Senam

Tebaklah siapa yang sibuk bermain balon tiup setelah bagian pemanasan senam dilakukan? Jauzan Narendra adalah jawabannya. Haris hanya bisa geleng-geleng kepala melihat kelakuan Ojan yang kini sibuk meniupkan balon tiup hingga menjadi seukuran yang diinginkannya. Pemuda itu nampak serius dengan pekerjaannya, meniup balon seraya memperkirakan ukuran maksimalnya agar tidak langsung meletus.

“Bagi dong, Jan,” ucap Dhimas. Sama gabut-nya dengan Ojan karena saat ini senam belum kembali dimulai akibat sound system sedang memiliki kendala. Maka lapangan penuh dengan orang yang duduk-duduk dan bersantai.

“Masih ada nggak, Jan?” tanya Haris pada akhirnya.

“Yeuh, mau juga kan lu?” sahut Ojan. Setelahnya ia merogoh saku dan mengeluarkan sisa balon tiup yang ia miliki. “Nih tadi gue bawa delapan, sorong dua.”

Kemudian semuanya kecuali Damar, mulai meniupkan balon tiupnya masing-masing. “Lu beneran nggak mau nih, Dam?” tanya Ojan sekali lagi. Pemuda yang sepertinya sedang dalam suasana hati yang tidak baik itu hanya menggeleng.

“Yah!” seru Dhimas tiba-tiba. “Pecah anjrit bolong, bagi lagi donggggg! Punya Damar deh buat gue atu,” ucapnya lagi. Setelahnya Ojan hanya berdecak dan memberikannya kepada Dhimas setengah ikhlas.

“Ikhlas nggak nih?” tanya Dhimas. “Iye iye ikhlas.”

“Kalo nggak ikhlas nggak usah, nanti gue bisulan lagi,” balas Dhimas lagi.

“Ya udah siniin!”

Dhimas menggeleng, “Enggak deh, nggak pa-pa gue bisulan. Emak gue tau obatnya.”

“Semprul!”

“Si Haris anteng banget ngemut-ngemut balon tiup. Jangan dicemilin ege, Ris!” ucap Ojan. Haris terkekeh, “Ini gue mau niup nggak bisa-bisa. Gembel nihh balon tiupnya, beli di mana sih lu? Kw ya ini?”

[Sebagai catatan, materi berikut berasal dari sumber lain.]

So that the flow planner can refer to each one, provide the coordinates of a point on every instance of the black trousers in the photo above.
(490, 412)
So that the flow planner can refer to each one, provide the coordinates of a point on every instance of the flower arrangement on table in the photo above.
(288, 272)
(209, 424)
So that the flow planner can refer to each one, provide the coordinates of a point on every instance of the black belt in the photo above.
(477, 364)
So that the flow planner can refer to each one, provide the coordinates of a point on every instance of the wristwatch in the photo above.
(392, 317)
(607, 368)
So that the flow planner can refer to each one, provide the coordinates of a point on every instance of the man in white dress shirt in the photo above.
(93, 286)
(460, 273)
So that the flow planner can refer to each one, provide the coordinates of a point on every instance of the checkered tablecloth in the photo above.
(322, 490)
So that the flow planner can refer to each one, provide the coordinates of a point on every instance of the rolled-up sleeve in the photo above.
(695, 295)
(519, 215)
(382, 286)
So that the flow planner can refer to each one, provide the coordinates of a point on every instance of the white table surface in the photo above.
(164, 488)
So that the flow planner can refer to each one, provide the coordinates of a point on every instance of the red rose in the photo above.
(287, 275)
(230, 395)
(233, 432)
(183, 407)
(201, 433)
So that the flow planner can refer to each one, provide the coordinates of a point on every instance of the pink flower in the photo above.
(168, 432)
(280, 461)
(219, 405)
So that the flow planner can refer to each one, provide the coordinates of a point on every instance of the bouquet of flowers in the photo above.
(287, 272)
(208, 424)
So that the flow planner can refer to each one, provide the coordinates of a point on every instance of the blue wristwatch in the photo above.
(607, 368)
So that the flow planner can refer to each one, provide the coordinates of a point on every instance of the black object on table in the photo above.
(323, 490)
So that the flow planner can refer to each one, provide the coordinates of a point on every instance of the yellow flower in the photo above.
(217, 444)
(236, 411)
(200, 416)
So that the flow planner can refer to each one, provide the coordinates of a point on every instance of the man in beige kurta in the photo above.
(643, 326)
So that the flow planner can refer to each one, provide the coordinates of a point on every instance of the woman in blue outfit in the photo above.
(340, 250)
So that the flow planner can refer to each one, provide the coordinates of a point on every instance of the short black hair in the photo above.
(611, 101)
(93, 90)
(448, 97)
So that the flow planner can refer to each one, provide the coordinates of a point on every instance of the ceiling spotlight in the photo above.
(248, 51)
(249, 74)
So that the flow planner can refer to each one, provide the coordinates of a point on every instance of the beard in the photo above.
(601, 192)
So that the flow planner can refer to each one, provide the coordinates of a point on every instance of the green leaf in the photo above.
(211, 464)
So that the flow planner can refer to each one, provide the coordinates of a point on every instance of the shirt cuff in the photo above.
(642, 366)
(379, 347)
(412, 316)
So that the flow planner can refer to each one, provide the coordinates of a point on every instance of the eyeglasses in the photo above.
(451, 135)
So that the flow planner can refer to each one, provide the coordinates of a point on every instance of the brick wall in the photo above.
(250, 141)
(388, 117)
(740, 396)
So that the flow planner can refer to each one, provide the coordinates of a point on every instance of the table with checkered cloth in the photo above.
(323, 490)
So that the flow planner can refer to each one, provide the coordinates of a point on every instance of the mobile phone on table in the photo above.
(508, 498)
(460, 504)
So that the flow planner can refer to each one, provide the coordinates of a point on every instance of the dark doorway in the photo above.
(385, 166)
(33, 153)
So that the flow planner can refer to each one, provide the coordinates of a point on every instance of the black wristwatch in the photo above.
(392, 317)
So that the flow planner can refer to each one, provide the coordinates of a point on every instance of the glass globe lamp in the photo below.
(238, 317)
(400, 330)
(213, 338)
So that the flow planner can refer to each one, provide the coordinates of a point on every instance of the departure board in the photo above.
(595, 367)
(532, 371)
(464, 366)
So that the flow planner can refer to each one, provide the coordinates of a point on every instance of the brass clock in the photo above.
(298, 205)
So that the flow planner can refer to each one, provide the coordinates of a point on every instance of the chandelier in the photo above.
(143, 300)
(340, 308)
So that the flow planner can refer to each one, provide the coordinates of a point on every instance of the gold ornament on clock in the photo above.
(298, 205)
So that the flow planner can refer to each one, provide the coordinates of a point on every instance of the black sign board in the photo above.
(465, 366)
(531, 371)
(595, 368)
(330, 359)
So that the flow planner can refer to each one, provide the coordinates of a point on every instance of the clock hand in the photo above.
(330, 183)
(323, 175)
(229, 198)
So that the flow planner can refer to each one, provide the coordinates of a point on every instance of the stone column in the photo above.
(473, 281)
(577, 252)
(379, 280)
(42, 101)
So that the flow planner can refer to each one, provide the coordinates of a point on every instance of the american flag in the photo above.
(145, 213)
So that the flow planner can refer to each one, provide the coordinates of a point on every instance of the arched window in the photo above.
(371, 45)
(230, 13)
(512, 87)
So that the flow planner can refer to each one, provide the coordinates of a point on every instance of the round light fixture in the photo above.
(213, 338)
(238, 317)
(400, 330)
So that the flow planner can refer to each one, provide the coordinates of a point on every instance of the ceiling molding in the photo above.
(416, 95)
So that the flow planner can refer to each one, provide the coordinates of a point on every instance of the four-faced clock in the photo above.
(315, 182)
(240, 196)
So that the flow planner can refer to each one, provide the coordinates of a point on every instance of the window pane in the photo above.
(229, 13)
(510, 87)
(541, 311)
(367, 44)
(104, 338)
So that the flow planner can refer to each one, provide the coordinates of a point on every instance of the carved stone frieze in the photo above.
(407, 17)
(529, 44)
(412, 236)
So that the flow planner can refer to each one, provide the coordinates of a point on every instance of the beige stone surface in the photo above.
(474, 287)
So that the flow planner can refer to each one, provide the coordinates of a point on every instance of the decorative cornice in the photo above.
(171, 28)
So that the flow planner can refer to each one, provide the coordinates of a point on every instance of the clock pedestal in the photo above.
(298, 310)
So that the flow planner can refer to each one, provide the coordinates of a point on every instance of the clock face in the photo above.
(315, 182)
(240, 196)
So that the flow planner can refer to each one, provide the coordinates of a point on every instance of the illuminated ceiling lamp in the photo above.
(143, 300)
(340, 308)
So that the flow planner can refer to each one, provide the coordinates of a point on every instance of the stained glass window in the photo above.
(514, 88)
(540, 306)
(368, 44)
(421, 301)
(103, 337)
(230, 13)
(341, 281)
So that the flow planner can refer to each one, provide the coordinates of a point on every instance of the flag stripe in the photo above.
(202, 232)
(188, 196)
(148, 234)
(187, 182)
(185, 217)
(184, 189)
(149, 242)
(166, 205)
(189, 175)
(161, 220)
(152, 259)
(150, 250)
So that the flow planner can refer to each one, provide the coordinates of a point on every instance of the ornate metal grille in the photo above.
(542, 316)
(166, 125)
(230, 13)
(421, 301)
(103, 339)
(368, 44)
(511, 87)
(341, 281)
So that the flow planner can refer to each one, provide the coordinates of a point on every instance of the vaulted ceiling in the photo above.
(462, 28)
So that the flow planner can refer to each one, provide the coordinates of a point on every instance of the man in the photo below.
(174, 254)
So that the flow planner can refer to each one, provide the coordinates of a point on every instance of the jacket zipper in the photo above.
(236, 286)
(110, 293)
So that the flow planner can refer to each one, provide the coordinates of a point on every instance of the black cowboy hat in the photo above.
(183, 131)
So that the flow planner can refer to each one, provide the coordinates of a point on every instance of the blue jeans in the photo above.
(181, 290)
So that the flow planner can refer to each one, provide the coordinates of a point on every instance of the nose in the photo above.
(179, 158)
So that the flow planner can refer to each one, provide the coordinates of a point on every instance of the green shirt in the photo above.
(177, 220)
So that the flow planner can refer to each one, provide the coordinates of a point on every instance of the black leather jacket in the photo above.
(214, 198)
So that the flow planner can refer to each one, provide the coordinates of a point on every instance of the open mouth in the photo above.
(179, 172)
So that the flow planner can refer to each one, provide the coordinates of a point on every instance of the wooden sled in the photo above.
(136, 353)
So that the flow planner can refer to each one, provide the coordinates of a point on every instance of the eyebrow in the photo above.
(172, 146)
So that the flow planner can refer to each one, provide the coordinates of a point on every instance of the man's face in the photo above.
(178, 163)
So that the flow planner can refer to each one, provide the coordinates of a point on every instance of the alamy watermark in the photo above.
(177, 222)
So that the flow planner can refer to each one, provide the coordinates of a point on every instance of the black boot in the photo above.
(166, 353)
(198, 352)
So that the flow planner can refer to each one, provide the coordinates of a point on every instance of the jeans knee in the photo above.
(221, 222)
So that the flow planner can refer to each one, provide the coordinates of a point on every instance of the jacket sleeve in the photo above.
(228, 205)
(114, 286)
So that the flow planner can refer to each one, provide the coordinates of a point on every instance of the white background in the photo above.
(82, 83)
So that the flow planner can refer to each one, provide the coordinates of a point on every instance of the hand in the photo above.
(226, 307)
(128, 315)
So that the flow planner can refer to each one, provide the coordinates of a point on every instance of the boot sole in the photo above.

“Beli di warung Mak Edeh, gue disuruh beli gula sama emak gue terus kembalinya gue beliin ini,” balas Ojan. Setelahnya ia berdecak, “Yang gembel bukan balonnya tapi elu-nya, Ris! Kurang rapet ini mana bisa ditiup dongo!”

“Weee punya gue jadi dong—JANGAN ISENG, JANGAN ISENG! Maen meletus meletusin aja lu gue letusin pala lu!” ucap Dhimas yang dengan penjagaan penuh berusaha melindungi balon tiupnya yang baru saja jadi.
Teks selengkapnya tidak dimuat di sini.